Finally, one of my all time favourite writers is the amazing Jean-Patrick Manchette. I came to his work via the comic West Coast Blues an adaptation of his novel 3 to Kill. Since then I’ve devoured all but one of his novels that have been published in English (sadly not all of them have been). Manchette has a style that is extremely minimalist and bare but still somehow manages to infuse his work with depth, emotion and a visceral punch.
“For Manchette, The Prone Gunman was the final step in his attempt to reach “a total behaviorist style,” a manner of writing stripped down to the bare essentials and devoid of any superfluous effects, in which the simple statement of fact replaced any psychological comment or explanation. A passionate admirer of Dashiell Hammett and the bare-bones approach of the American hard-boiled school, Manchette had by now become a master of that approach.”
Manchette also took on translation work, believing it made him a better writer. He translated most of the works of Donald Westlake into French and even oversaw the translation of a little known comic called Watchmen. He was an avowed Leftist and was fully engaged politically:
“In 1993 he founded an iconoclastic, informal movement called Banana, whose main activity was slipping banana peels under the feet of policemen trying to break up demonstrations.
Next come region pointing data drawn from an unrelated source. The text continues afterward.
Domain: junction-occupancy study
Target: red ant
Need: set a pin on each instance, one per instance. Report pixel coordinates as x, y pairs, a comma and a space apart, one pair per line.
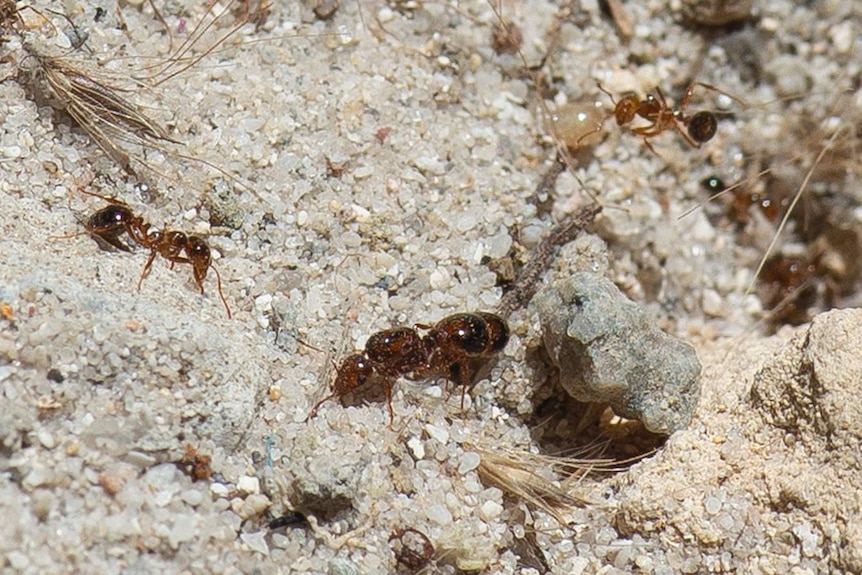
699, 128
446, 350
115, 219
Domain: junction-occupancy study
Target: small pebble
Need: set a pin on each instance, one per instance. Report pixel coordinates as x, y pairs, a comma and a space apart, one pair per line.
46, 439
436, 432
192, 496
439, 514
469, 461
416, 447
256, 542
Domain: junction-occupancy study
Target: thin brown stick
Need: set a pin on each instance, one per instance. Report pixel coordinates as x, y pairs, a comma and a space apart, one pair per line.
526, 284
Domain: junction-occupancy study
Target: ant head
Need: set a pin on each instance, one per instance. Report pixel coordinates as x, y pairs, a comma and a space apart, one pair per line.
112, 216
626, 109
469, 332
498, 331
199, 255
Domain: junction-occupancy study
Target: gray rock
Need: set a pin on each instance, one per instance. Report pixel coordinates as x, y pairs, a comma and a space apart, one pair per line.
609, 350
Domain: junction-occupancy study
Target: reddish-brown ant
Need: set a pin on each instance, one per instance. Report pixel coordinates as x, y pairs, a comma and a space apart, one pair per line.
445, 351
115, 219
696, 129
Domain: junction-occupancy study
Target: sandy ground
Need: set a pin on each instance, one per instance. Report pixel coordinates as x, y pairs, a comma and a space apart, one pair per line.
375, 171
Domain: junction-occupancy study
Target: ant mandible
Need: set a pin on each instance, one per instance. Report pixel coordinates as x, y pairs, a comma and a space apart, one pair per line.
445, 351
696, 129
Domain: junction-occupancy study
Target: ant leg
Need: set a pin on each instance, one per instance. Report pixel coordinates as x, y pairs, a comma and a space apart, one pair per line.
220, 293
147, 267
685, 136
691, 86
650, 146
611, 96
599, 127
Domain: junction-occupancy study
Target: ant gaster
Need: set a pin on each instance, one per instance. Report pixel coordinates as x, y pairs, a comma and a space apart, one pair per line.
115, 219
695, 130
445, 351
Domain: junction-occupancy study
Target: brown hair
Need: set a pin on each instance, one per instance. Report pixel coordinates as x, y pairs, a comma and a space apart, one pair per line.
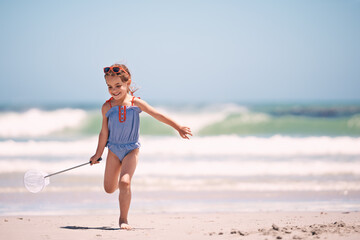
124, 76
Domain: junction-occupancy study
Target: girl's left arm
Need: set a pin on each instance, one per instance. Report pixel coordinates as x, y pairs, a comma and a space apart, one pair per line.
144, 106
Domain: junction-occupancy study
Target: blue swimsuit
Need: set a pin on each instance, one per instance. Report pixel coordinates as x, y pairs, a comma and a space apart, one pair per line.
123, 124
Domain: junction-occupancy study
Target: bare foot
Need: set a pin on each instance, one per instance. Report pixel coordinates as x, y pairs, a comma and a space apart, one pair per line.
123, 224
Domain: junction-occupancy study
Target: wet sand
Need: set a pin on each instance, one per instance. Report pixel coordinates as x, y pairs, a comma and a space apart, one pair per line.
253, 225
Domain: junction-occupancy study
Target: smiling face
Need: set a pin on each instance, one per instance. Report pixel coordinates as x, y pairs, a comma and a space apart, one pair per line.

Manchette garnered several absurd photographs of bewildered or infuriated cops, while managing to create minor chaos among the forces of counterrevolution. “
Two years later he was dead. He died whilst in the middle of a new novel, Ivory Pearl without completing it, but it looks like this last novel of his is now going to be published posthumously. I cannot wait. I really recommend reading any of Manchette’s work you can get a hold of and the comic book adaptations of his work are also top notch.